Widzę, że nie tylko ja postarałam się z mężem szybko o dzidzię. My z mężem 26 września mieliśmy pierwszy roczek po ślubie.

A zawsze się zarzekałam, że po ślubie z dzieckiem to trzeba zaczekać
Kubiaczek powiem Ci ze ja kiedys tez myslalam ze trzeba po slubie sie soba nacieszyc i wolnoscia i dziecko dopiero za pare lat, ale jak sie jest z kims dlugo przed slubem i sie z kims mieszka 3lata przed slubem, to sie chyba zmieniaja poglady i stwierdzilismy ze slub i najlepiej dziecko od razu, ale natura chciala inaczej i udalo nam sie dopiero po 8mies. staran. Teraz widze ze dobrze ze nie przyszlo nam do glowy czekac. Zajrzalam ostatnio na szkole rodzenia na liste, gdzie sa daty ur.kobiet uczestniczacych i byly 2os z 1982rocznika, 3 os 1983, reszta z 1974,5,6,7,8,9 itd. wiec przodują jednak trzydzieski, a wydawalo mi sie ze sa mlodsze.
Odnośnie naparu Z LIŚCI malin... ja nie chcę nic pisać, ani straszyć, ale u nas reuglarne picie tych ziół wywołało poród. Miałam tak nawet napisane w karcie w wypisie, poród się zaczął, a mloda wcale nie chciała jeszcze wychodzić... więc uważajcie. Ale chodzi tutaj konkretnie o LIŚCIE malin a nie sam owoc.[/color]
Joasia jak to u Ciebie wywołało poród?Dostalas skorczy regularnych?Ale prze 36tyg ciazy?
witam was kochane
bylam dzis na USG, Violka waży 1kg i jest zdrowiutka

aleprzez ostatnie 5 tyg przytula 520gram to chyba sporo?;-)
tylko martwi mnie ze pepowinkę miala blisko buzi-mam nadzieję ze się w nia nie oplacze.
ps.fotki wrzuciłam w odpowiendim wątku:-)
Beti ale Ci fajnie, ja mam usg dopiero gdzies w listopadzie, nawet nie mam konkretnej daty. Poogladam sobie fotki zaraz
Hemoglobina spadła mi jeszcze bardziej ..hematokryt tez tragedia


tak wiec 19 hospitalizacja - dobrze ze udało mi się wybłagać że od następnego poniedziałku a nie od tego...
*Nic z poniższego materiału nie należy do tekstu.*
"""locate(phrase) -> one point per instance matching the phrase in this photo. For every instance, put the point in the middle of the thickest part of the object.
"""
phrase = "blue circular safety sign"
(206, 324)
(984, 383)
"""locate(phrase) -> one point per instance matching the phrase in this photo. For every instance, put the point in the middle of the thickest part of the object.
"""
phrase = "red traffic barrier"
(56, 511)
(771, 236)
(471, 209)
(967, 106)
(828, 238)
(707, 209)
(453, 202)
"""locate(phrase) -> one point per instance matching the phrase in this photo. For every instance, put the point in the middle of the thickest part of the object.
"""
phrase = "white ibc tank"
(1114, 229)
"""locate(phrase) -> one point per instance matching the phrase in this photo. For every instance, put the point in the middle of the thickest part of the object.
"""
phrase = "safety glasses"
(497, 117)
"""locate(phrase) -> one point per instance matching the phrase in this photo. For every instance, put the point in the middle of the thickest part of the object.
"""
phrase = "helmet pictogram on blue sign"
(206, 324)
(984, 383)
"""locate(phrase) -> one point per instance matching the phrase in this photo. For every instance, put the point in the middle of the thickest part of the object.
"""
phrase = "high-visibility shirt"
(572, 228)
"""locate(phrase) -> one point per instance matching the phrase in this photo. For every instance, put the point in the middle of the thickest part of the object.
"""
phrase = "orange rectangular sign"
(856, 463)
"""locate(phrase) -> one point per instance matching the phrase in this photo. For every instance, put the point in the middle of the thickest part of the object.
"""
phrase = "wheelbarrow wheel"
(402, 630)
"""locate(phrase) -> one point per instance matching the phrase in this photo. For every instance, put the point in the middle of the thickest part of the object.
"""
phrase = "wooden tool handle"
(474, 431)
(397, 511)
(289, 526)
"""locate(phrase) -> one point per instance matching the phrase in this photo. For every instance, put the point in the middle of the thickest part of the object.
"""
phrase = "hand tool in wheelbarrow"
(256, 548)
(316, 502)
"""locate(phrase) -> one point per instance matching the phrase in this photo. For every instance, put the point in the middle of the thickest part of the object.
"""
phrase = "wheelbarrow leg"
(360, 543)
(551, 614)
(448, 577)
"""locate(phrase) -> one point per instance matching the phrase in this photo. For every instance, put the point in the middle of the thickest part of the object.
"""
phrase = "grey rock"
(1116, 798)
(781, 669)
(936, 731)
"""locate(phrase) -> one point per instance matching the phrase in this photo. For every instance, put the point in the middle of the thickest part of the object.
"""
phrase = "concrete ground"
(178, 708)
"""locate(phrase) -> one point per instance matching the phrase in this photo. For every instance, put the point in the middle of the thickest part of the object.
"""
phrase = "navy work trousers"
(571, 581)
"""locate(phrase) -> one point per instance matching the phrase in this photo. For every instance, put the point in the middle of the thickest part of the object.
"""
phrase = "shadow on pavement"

ale chwile oblukalismy dzidzie - ja tam widziałam JAJCA


tak wiec mimo moich dziewczynkowych przeczuć bedzie CHŁOPCZYK
\
Roxeen gratuluje synusia!
Nie martw sie lekarz na pewno cos zaradzi na ten brak zelaza.
Ania nie martw sie to jakas glupia ta matka byla, a co to tylko jedna nadia na swiecie>? zalamujace!